This weekend’s Six Flags death in Texas shocked parkgoers and raised some scary questions about the safety of thrill rides — but more worrisome is the revelation that no regulatory body oversees the private entities or wholly monitors their safety.
The Six Flags death of mom Rosy Esparza occurred on the “Texas Giant,” with the woman falling to her death on the wooden coaster right in front of her traumatized young daughters.

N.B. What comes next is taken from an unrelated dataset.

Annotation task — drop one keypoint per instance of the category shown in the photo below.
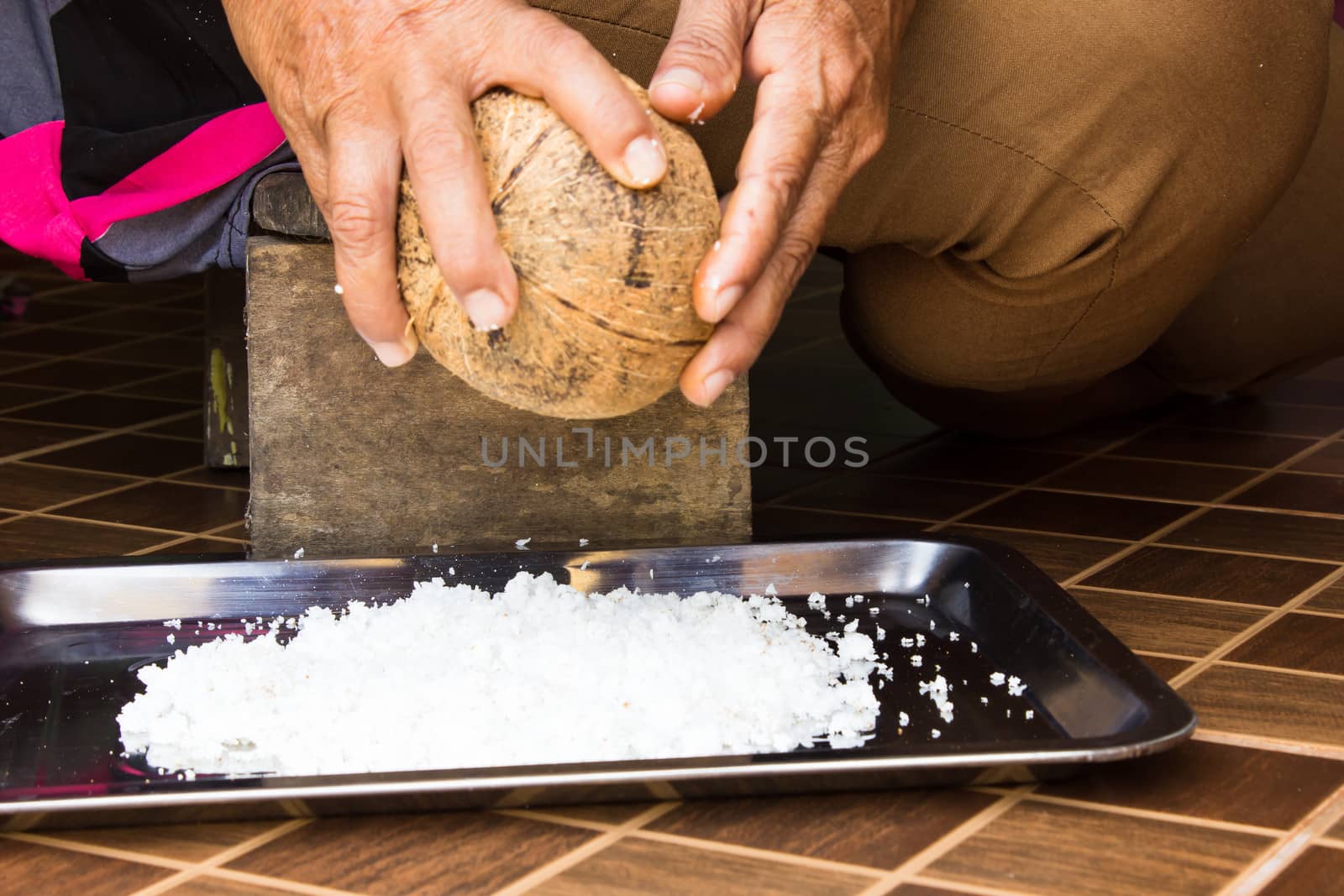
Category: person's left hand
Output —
(824, 73)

Esparza died Friday at Six Flags Over Texas in Arlington, but the specifics of the fatal accident have yet to be determined or released. Some have speculated that improper engagement of a restraint bar allowed the woman to fall from the car during the course of the coaster ride, but Six Flags spokeswoman Sharon Parker said that until an exact cause was determined, unconfirmed theories may be hurtful to the victim’s family:
“We are committed to determining the cause of this tragic accident and will utilize every resource throughout this process… It would be a disservice to the family to speculate regarding what transpired.”

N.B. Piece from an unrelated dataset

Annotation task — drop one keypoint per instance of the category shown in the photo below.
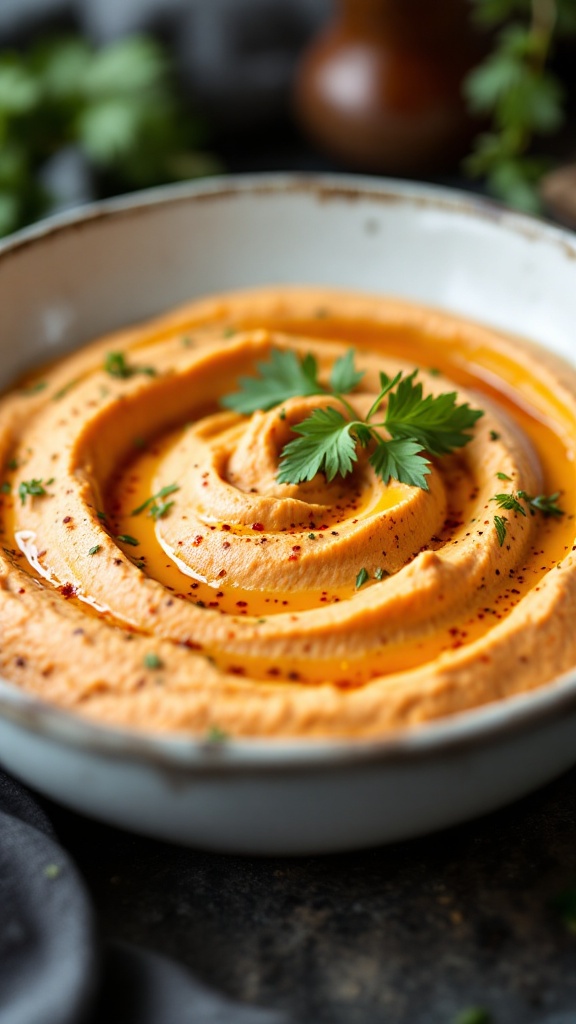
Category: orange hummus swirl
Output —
(156, 573)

However, it will be down to Six Flags’ death investigation to get to the bottom of the fatal accident, as some digging by NBC reveals that no agency is responsible for ensuring safety at such venues as an outsider — meaning Six Flags itself will be the sole arbiter of what may have happened and how to prevent it.
The network quotes Sen. Ed Markey (D-MA), who attempted to initiate amusement park oversight federally back in 1999. After the recent Six Flags death, Markey again lashed out at “roller coasters that hurtle riders at extreme speeds along precipitous drops.”
“A baby stroller is subject to tougher federal regulation than a roller coaster carrying a child in excess of 100 miles per hour… This is a mistake.”
This weekend’s Six Flags death was the second at the Arlington park since its 1961 opening.